As Sandy strikes, another big data opportunity emerges

As post-tropical storm Sandy continues to hammer the east coast of the United States, big data companies are coming out of the woodwork to show everyone how smart their tools are in helping predict and prepare for similar situations. Here are a few examples:

  • Google: Google might be the biggest big data company of them all, and it used everything in its toolbox yesterday to create probably the most comprehensive tool available for tracking Sandy’s progress — its Superstorm Sandy Crisis Map. Not only does it collect, display and layer weather data from a number of sources, but it also includes video feeds from various locations, evacuation routes, emergency centers and traffic conditions (note: embedded map is interactive).

  • Palantir: Secretive Palo Alto, Calif.-based startup Palantir doesn’t often talk about what it’s up to, but customer Direct Relief issued a press release on Monday explaining how Palantir’s technology helps the agency prepare — and continue to monitor — its efforts to donate medical supplies ahead of storms, including Sandy. Here’s how it explained its efforts heading into yesterday’s landfall:

“Working with analytical and data visualization tools from technology partner, Palantir, Direct Relief is able to to pinpoint clinic partners located in socially vulnerable areas and in flood risk zones near Hurricane Sandy’s path. Palantir’s tools allow Direct Relief to pull together massive amounts of information sources into a common framework to better understand, visualize, plan, and manage for complex emergencies in near real-time.

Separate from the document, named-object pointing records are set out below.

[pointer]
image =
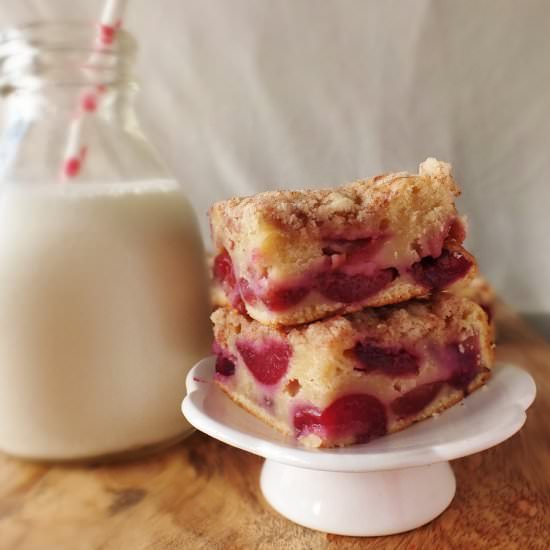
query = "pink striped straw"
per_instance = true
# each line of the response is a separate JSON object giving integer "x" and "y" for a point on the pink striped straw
{"x": 75, "y": 149}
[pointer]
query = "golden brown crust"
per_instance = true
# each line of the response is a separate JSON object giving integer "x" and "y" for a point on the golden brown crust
{"x": 437, "y": 407}
{"x": 349, "y": 205}
{"x": 442, "y": 315}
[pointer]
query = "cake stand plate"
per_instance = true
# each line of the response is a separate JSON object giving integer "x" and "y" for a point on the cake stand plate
{"x": 390, "y": 485}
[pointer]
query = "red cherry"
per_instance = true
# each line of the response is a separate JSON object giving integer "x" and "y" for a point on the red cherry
{"x": 440, "y": 272}
{"x": 267, "y": 359}
{"x": 340, "y": 287}
{"x": 389, "y": 361}
{"x": 416, "y": 399}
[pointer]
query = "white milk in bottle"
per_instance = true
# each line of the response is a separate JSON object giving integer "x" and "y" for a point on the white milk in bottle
{"x": 103, "y": 288}
{"x": 102, "y": 312}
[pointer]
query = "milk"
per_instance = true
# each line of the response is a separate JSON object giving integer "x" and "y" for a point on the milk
{"x": 103, "y": 310}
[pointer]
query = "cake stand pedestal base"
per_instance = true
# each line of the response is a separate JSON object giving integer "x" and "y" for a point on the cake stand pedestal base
{"x": 360, "y": 504}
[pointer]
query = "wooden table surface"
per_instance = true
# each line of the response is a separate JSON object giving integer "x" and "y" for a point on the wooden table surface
{"x": 203, "y": 494}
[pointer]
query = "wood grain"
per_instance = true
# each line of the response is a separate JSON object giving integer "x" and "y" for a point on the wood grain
{"x": 205, "y": 495}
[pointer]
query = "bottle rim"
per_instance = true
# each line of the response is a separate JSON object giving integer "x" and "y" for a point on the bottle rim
{"x": 63, "y": 53}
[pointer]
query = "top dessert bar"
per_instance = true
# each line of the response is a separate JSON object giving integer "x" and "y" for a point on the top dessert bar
{"x": 291, "y": 257}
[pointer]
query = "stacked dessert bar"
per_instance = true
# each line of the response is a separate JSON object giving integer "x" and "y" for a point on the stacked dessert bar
{"x": 333, "y": 323}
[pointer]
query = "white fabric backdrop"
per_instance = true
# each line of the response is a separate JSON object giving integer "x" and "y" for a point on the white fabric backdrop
{"x": 248, "y": 95}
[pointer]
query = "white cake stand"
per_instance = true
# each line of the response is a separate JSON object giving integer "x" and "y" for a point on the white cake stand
{"x": 387, "y": 486}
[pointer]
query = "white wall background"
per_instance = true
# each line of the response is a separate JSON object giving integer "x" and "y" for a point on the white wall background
{"x": 248, "y": 95}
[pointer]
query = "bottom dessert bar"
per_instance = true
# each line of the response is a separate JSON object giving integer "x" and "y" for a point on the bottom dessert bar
{"x": 348, "y": 379}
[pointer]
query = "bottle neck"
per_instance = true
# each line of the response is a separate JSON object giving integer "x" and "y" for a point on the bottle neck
{"x": 59, "y": 84}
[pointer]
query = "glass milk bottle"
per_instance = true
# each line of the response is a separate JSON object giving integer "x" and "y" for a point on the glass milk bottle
{"x": 103, "y": 292}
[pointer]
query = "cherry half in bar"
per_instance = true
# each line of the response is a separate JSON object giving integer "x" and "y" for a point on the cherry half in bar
{"x": 440, "y": 272}
{"x": 267, "y": 359}
{"x": 415, "y": 400}
{"x": 389, "y": 361}
{"x": 359, "y": 415}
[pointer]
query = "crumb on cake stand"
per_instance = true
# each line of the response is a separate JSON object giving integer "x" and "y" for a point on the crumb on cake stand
{"x": 392, "y": 484}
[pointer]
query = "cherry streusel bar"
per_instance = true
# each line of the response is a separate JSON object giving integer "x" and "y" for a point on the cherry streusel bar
{"x": 348, "y": 379}
{"x": 290, "y": 257}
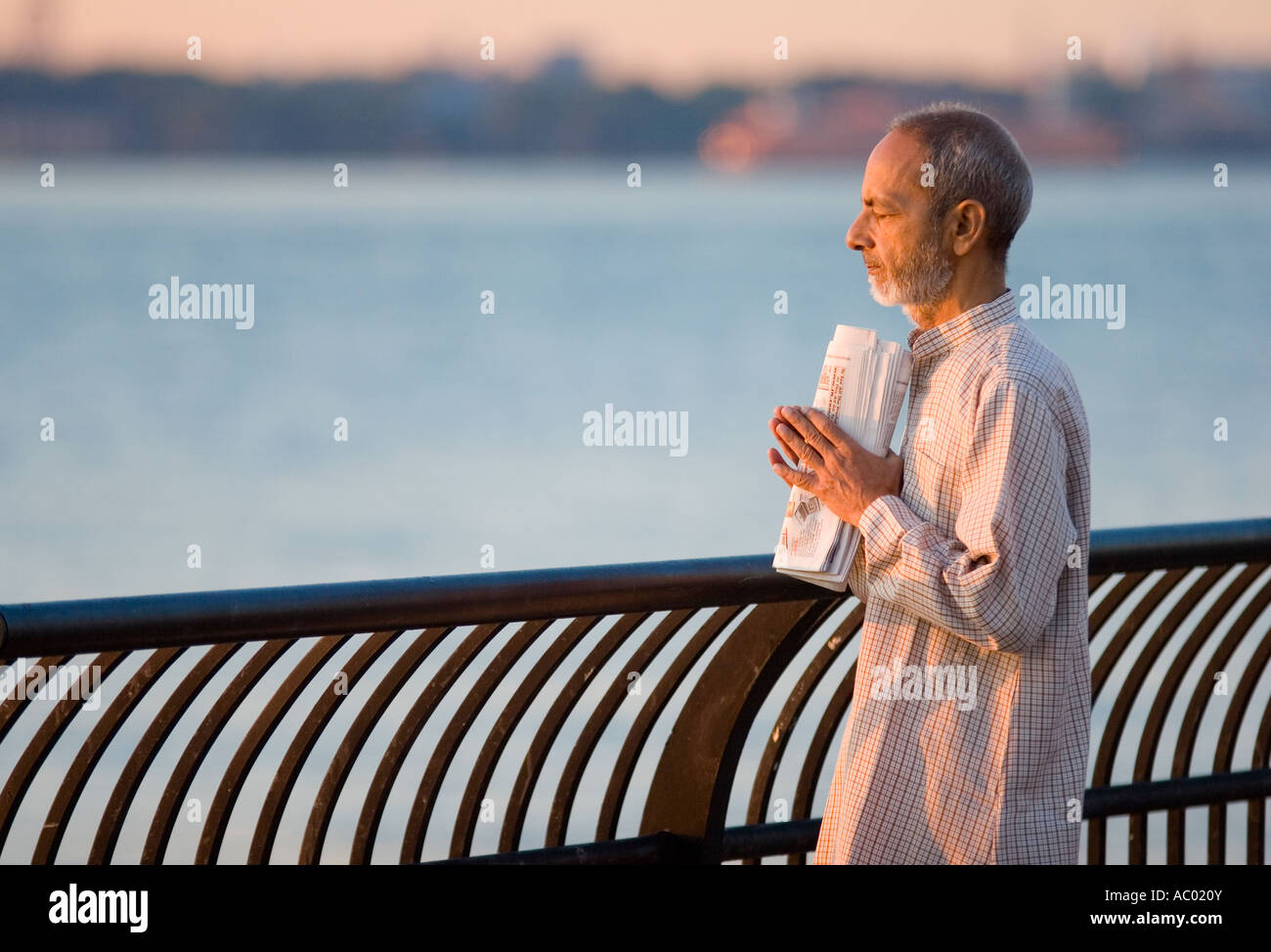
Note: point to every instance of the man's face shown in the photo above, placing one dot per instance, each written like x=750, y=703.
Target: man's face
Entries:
x=902, y=249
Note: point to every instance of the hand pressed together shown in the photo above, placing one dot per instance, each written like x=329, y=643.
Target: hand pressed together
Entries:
x=844, y=474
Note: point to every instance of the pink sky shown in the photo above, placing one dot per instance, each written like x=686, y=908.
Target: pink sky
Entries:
x=675, y=45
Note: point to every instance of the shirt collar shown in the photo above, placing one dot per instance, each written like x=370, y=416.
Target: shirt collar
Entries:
x=949, y=333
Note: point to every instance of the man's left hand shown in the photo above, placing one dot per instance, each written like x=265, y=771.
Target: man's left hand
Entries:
x=844, y=474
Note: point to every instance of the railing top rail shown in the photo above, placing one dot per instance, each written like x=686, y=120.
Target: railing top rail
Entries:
x=287, y=612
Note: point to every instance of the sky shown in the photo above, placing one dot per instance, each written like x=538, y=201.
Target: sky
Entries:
x=675, y=46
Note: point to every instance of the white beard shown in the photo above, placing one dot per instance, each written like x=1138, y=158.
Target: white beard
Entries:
x=920, y=280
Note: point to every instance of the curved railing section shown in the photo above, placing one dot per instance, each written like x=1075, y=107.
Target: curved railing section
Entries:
x=684, y=711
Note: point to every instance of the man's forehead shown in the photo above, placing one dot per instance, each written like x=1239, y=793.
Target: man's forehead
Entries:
x=894, y=168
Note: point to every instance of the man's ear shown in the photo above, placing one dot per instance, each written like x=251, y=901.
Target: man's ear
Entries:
x=966, y=225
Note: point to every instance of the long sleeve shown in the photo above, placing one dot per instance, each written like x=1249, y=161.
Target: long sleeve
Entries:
x=856, y=574
x=994, y=584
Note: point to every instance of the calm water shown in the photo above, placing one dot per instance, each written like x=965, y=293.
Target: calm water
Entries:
x=465, y=428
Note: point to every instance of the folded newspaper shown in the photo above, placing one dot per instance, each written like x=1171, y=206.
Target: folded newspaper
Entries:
x=862, y=388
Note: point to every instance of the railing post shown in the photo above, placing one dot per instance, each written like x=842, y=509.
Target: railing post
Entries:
x=694, y=777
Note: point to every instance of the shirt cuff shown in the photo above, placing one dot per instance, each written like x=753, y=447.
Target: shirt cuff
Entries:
x=882, y=525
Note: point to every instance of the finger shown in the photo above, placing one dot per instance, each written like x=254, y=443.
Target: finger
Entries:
x=802, y=450
x=791, y=477
x=786, y=448
x=805, y=430
x=826, y=424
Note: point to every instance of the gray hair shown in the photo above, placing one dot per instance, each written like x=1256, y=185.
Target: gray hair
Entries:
x=974, y=156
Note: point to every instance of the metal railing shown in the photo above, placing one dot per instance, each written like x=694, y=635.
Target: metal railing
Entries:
x=348, y=722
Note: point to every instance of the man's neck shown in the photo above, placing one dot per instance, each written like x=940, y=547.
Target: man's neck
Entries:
x=961, y=297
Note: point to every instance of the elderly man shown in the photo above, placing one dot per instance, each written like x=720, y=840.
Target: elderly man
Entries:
x=974, y=540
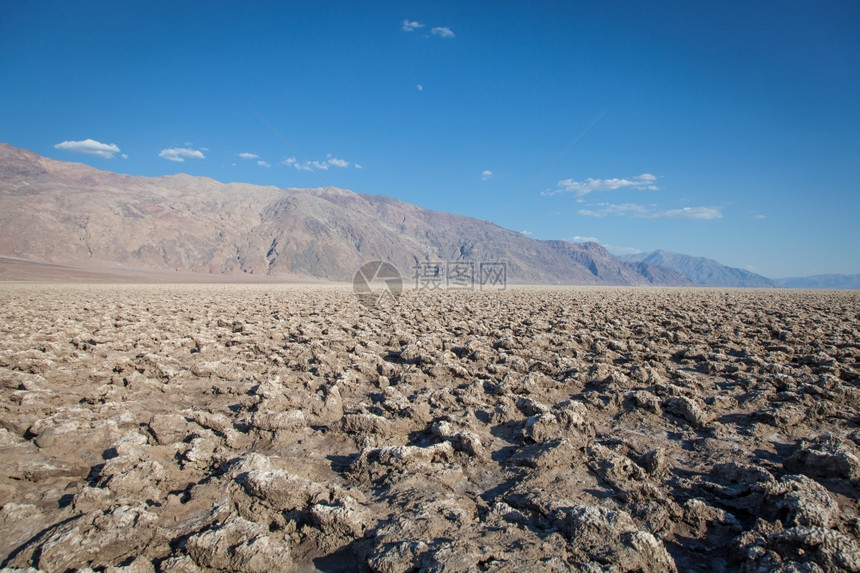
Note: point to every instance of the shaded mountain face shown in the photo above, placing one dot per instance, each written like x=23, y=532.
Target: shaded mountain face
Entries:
x=72, y=214
x=702, y=271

“… Offers of supplies were sent to more than 300 partners in the path of the storm and along evacuation routes.”

  • SiSense: SiSense is a business intelligence startup headquartered in Tel Aviv, Israel, that boasts one of the fastest in-memory data analysis platforms around. On Monday, the company showed off what its product, called Prism, can do with a little weather data. The resulting interactive dashboard — which the company claims took less than an hour to build and uses open data from — won’t help anybody track Sandy’s progress, but could help companies looking to avoid natural disasters find the safest places to locate their companies or critical data center assets.

  • Datum Companies: A Greenwich, Conn., company called Datum Companies on Friday (we’ll assume the timing isn’t entirely coincidental) launched its flagship catastrophe-prediction platform called Eurus. Designed for customers in the insurance industries, the cloud service uses a variety of advanced statistical methods, as well as machine learning algorithms, to predict the likelihood of and monetary losses associated with natural disasters. Built on the Cassandra NoSQL database, the platform stores and collects billions of data points that it uses to train its predictive models.

Of course, parties interested in turning a profit aren’t the only ones whose data expertise proves effective in the case of natural disasters. We might also start paying more attention to the computer models from meteorology researchers, which proved remarkably accurate in predicting Sandy’s evolution from a coastal hurricane into an inland post-tropical storm. Assuming new, better satellites do actually launch later this decade to power future models, they might combine with next-generation commercial big data products and open data sets to provide some very useful data about how and when disasters will hit, how bad the effects might be, and how best to prepare.